New clinical practice guidelines have been developed by the American Thoracic Society to help clinicians identify and manage patients with sickle cell disease and increased risk of mortality from pulmonary hypertension. The guidelines appeared in the March 15th issue of the American Journal of Respiratory and Critical Care Medicine.
“With the development of new treatments, many patients with sickle cell disease are now surviving long enough to develop pulmonary hypertension, with an estimated prevalence of 6 to 11 percent,” said Elizabeth S. Klings, MD, associate professor of medicine at the Boston University School of Medicine and chair of the committee that produced the guidelines. “Although pulmonary hypertension and elevated tricuspid jet velocity (TRV, an indicator of pulmonary hypertension measured by echocardiography) are both associated with an increased mortality risk, there is currently no standardized approach for identifying and managing these patients.”
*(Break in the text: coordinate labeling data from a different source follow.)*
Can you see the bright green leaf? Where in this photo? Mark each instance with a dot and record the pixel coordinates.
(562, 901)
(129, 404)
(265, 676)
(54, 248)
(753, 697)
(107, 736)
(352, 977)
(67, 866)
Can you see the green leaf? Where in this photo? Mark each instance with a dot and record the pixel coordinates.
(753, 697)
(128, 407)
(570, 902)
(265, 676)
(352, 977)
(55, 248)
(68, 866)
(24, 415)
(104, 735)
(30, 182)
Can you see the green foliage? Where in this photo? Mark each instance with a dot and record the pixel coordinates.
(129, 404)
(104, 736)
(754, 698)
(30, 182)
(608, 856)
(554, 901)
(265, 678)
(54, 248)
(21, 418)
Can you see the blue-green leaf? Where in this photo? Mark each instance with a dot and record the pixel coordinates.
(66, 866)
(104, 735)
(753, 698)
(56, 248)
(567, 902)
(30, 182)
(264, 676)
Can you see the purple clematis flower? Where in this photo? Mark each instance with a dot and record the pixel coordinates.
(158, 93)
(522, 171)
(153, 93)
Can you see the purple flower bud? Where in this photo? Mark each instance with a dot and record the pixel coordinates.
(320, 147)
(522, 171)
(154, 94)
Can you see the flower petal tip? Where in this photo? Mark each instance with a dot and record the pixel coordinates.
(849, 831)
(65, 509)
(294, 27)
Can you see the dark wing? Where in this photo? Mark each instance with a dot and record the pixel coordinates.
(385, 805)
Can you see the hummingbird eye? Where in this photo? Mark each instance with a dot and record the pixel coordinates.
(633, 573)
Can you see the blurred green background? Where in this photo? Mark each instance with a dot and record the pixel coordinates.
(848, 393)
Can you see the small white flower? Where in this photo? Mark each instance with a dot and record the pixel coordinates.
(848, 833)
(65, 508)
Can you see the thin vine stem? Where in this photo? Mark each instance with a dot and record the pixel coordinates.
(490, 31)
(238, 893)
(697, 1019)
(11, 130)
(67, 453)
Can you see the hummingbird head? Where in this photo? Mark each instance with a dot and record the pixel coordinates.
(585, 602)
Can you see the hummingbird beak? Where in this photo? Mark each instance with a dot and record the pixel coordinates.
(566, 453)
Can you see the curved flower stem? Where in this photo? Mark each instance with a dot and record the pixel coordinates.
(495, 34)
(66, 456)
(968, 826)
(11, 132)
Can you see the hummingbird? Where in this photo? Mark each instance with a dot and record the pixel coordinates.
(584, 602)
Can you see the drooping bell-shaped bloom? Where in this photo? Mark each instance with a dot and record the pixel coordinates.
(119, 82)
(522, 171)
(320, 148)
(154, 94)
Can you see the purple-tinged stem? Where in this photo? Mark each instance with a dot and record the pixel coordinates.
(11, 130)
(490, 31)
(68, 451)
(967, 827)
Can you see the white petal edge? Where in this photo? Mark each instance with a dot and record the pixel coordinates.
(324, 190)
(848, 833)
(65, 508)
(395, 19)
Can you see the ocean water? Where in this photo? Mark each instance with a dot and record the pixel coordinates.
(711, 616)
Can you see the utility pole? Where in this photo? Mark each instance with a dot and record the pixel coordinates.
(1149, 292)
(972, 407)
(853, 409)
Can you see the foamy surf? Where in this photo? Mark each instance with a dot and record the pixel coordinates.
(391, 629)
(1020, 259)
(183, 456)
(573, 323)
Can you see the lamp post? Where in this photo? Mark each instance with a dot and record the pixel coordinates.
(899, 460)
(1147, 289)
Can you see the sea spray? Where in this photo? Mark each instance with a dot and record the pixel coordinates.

“As our understanding of sickle cell disease develops, so will our ability to detect disease earlier and to tailor treatment approaches. We need to continue our research efforts into this disease and its management to understand what the optimal treatment regimen for these patients is. Most of our current recommendations are limited by a lack of large-scale clinical trials in this population.” continued Dr. Klings. “Management of patients with sickle cell disease with an increased risk for mortality and pulmonary hypertension will ultimately be a collaborative effort including adult and pediatric pulmonologists, cardiologists, and hematologists.”
Guideline recommendations include:
- Mortality risk can be accurately determined noninvasively by measurement of the TRV with Doppler echocardiography or by measurement of serum N-terminal pro–brain natriuretic peptide (NT-pro-BNP) levels and can be determined invasively by direct hemodynamic measurements via right heart catheterization (RHC).
- An increased risk for mortality is deﬁned as a TRV ≥ 2.5 m/second, an NT-pro-BNP level ≥ 160 pg/ml, or RHC-conﬁrmed pulmonary hypertension.
- Patients found to have an increased mortality risk should be treated with hydroxyurea. Patients who do not respond to or are not candidates for hydroxyurea treatment can be considered for chronic transfusion therapy.
- In patients with RHC-conﬁrmed pulmonary hypertension, venous thromboembolism, and no additional risk factors for hemorrhage, indeﬁnite anticoagulant therapy rather than a limited duration of therapy should be used.
- Patients with elevated TRV alone or elevated NT-pro-BNP alone should not be treated with targeted pulmonary arterial hypertension therapies, including prostanoid, endothelin receptor antagonist, and phosphodiesterase-5 inhibitor therapy
- Most patients with RHC-confirmed pulmonary hypertension should not be treated with targeted therapy
- In select patents with RHC-confirmed marked elevation of pulmonary vascular resistance, normal pulmonary capillary wedge pressure, and related symptoms, a trial of either a prostanoid or an endothelin receptor antagonist may be performed.
- Patients with RHC-confirmed marked elevation of pulmonary vascular resistance, normal pulmonary capillary wedge pressure, and related symptoms should not receive phosphodiesterase-5 inhibitor therapy as first-line treatment.
Particularly with Pulmonary Hypertension, which is marked by an alarmingly high 50% mortality rate in the first three years after diagnosis of the disease, new guidelines are sorely needed to address improvement treatment options that will lead to better outcomes for patients. These new guidelines will serve as a jumping off point for researchers and medical practitioners to make new inroads into improvement therapies.